Enhancing Molecular Properties Prediction through Multi-Stage Causal Feature Selection
Abstract
Machine learning has become a powerful tool in accelerating scientific research. However, the reliability and trustworthiness of machine learning predictions depend on the selection of relevant features used in such models. In this work, we propose a multi-stage systematic approach for selecting molecular descriptors based on their causal relationship with a given property, which not only improves the accuracy of machine learning predictions but also enhances their interpretability. The proposed multi-stage feature selection consists of four different blocks: i) feature extraction using Mordred descriptors, ii) data cleaning, iii) causal feature selection per Mordred descriptors module, and iv) general causal feature selection.

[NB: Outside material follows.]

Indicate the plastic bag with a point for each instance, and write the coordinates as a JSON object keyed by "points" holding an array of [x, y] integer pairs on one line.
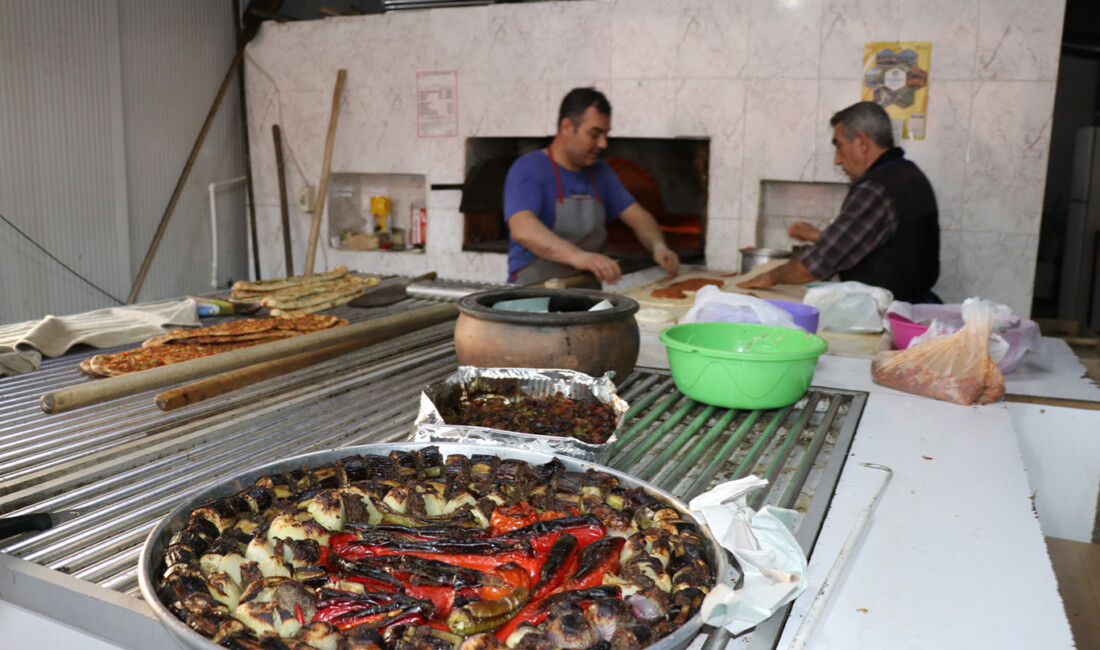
{"points": [[849, 307], [1009, 343], [953, 367], [713, 305]]}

The Markov Blanket algorithm is used to construct the causal-effect graphs between the features and the property to predict, resulting in a sub-dataset with meaningful features and their importance over the target. To evaluate our approach, we selected two challenging tasks: predicting the toxicity and biodegradability of chemical compounds through molecular descriptors. The results demonstrate that the proposed multi-stage approach outperformed the state-of-the-art methods while using significantly fewer features for both tasks. The proposed methodology enhances the interpretability of machine learning predictions, making it easier for experts to identify the most relevant features and to understand the underlying mechanisms that govern the behavior of the studied molecules. This approach can be applied to a wide range of scientific problems, and we believe it will play a key role in advancing the field of machine learning in science.